Sensus ini merupakan yang kelima kalinya sejak pertama kali digelar pada 1986. Berbeda dengan sensus sebelumnya, kali ini BPS menargetkan sekitar 32.000 responden — jumlah yang bisa berubah menyesuaikan temuan di lapangan.
"Tujuan sensus adalah untuk menyediakan data dasar yang akurat sebagai acuan penyusunan kebijakan pembangunan daerah untuk 10 tahun ke depan," kata Wahyudi di Natuna, Senin.
Seluruh petugas sensus telah menjalani pelatihan selama tiga hari agar proses pendataan berjalan sesuai standar.
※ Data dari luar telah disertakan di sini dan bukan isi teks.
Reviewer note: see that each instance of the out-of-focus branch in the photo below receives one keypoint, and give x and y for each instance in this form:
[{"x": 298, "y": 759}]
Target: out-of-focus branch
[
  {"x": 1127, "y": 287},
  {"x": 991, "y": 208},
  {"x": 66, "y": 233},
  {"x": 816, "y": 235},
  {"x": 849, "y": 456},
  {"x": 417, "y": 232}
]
Hasil sensus nantinya akan menjadi basis data komprehensif mengenai aktivitas ekonomi di Natuna, yang dimanfaatkan pemerintah daerah dan pusat untuk menyusun kebijakan strategis.
Wahyudi menambahkan, pendataan mencakup usaha besar, menengah, kecil, mikro, hingga usaha rumah tangga yang tersebar di seluruh kecamatan. "Kami mengharapkan dukungan masyarakat dengan memberikan informasi yang benar dan sesuai kondisi sebenarnya kepada petugas sensus," ujarnya.
Sebagai kabupaten kepulauan yang berbatasan langsung dengan negara tetangga, data ekonomi di Natuna memiliki nilai strategis. Sensus ini diharapkan mampu memotret secara utuh struktur ekonomi daerah perbatasan, termasuk sektor informal yang kerap tidak tercatat dalam pendataan reguler.
BPS menargetkan sensus berlangsung selama 2,5 bulan. Hingga pertengahan Juli 2026, proses pendataan dilaporkan sudah berjalan sekitar setengah bulan dan terus berlanjut ke kecamatan-kecamatan terluar.